Custom Bolt networking modules

By default, Bolt networking uses the amazing XS module Neo4j::Bolt by Mark A. Jensen (MAJENSEN), which in turn uses the C library libneo4j-client to actually connect to the Neo4j server. Updates and improvements are quite possibly best made directly in those libraries, so that not only Neo4j::Driver, but also other users benefit from them.

There is currently no public API for custom Bolt network adapters; see "Network adapter API for Bolt" in Neo4j::Driver::Plugin. However, the driver's test suite still uses the former net_module option internally, so it will remain available for the time being.

use Local::MyBolt;
$driver->config(uri => 'bolt://...');
$driver->{config}{net_module} = 'Local::MyBolt';  # private API

The module name provided will be used in place of Neo4j::Bolt and will have to match its API exactly. Note that there is no support for this approach. For details, see "USE OF INTERNAL APIS" in Neo4j::Driver::Plugin.

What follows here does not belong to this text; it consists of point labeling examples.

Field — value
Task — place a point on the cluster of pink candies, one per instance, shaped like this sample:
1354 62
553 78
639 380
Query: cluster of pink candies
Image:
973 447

Custom HTTP networking modules

Neo4j::Driver includes a default HTTP network adapter. The included adapter may change in future. As of version 0.21, the default adapter uses LWP directly. Earlier versions used REST::Client.

The driver's test suite still uses the former net_module option internally. Modules to be used as net_module must implement the API for an HTTP adapter; see "Network adapter API for HTTP" in Neo4j::Driver::Plugin. Additionally, they must implement the following method:

new
sub new {
  my ($class, $driver) = @_;
  ...
}

Initialises the object. May or may not establish a network connection. May access $driver config options using the method "config" in Neo4j::Driver only.

Custom result handlers

This section has been replaced by "Result handler API" in Neo4j::Driver::Plugin.

USE OF INTERNAL APIS

This section has been replaced by "USE OF INTERNAL APIS" in Neo4j::Driver::Plugin.

AUTHOR

Arne Johannessen <ajnn@cpan.org>

If you contact me by email, please make sure you include the word "Perl" in your subject header to help beat the spam filters.

COPYRIGHT AND LICENSE

This software is Copyright (c) 2016-2023 by Arne Johannessen.

This is free software; you can redistribute it and/or modify it under the terms of the Artistic License 2.0 or (at your option) the same terms as the Perl 5 programming language system itself.